CALLS are being made for the victims of a wartime aviation disaster to be remembered properly in Hartford.

Residents fear that the village site where four of five airmen lost their lives in 1944 will soon be buried beneath a new housing development.

Hartford parish councillor Phil Herbert said: “The site where the main part of the wreckage landed, and where we’re pretty sure the men died, is going to be a car park and that’s not quite fitting.

“The parish council and civic society wanted to put a cairn there with their names on and a memorial garden.”

The Albemarle V1609 was training for D Day when it crashed at Grange Farm, in Hartford, in April 1944.

The site, opposite the shops in Chester Road, now has planning permission for a Redrow housing estate.

Hartford man Ted Cross was an eyewitness to the crash when he was just 15.

He described being on his bike at Hartford train station when he saw the bomber, which was 55ft long with an 80ft wingspan, flying low over the village.

Ted, an air cadet at the time who went on to join the RAF, saw the Albemarle circle the village twice before disaster struck on the third turn.

“The third time as it came over it came really low and actually hit a chimney on the end house of The Villas, in Chester Road,” he said.

“It hit the chimney with its wing tip then cut a path through the trees and hit the deck at the fields.

“The impact spread the wreckage all the way along and the gun turret tore loose of the wreck with the impact and finished off in the road.

“I got on my bike and was there in a minute and 30 seconds and several of us went into the wreckage to see if there were any survivors.

“The man in the gun turret was extracted from the gun turret, which was burning, by two Yanks and taken to a nearby cottage.

“He survived at the time but what happened after that I don’t know.”

One of the crew was Sgt Aubrey Gerald Crowe, known as Gerry, whose family home was just doors away from the house that the Albemarle clipped.

Clr Herbert said: “He lived next door or next door but one to the house.

“It was thought that they were buzzing the area as they were 50 miles from where they should have been.

“The conclusion at the time was that it was total pilot error but I’ve done a lot of research on Albemarles and at low speeds, approaching stall speeds, unpredictably a wing would drop and I think that’s what happened.

“Although they shouldn’t have been doing what they were doing I don’t think it was pilot error.”

He added: “They need to be remembered appropriately and not just slapped with a few tons of tarmac.”

Clr Herbert has been working with the Ministry of Defence (MoD) to make sure the correct location is listed as the Albemarle crash site.

This long process finally appears to have been resolved.

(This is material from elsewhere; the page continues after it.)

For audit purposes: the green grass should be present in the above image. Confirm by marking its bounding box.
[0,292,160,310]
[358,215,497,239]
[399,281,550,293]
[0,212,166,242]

He said: “The MoD now recognises that the wall alongside the footpath leading up to the farm is where the aircraft came to rest, and the Health and Safety Executive is satisfied that appropriate measures will be taken during any excavation work.

“The wall itself is a few metres outside the development site, but the Albemarle was 55 feet long with a wing span just short of 80 feet, so much of the wreckage was actually on the farm and the present site scheduled for development.

“During my time as a crash rescue specialist in the Fleet Air Arm I witnessed similar crashes were aircraft had ploughed through trees, and I can say it is more than likely that some, if not all, the crew died as the Albemarle went through the orchard in front of the farmhouse.

“I’m now satisfied that the correct safety and archaeological measures are in place, but I’m not happy that much of the area where four airmen died, including Gerry Crowe from Hartford, is destined to become a car park for a housing development.”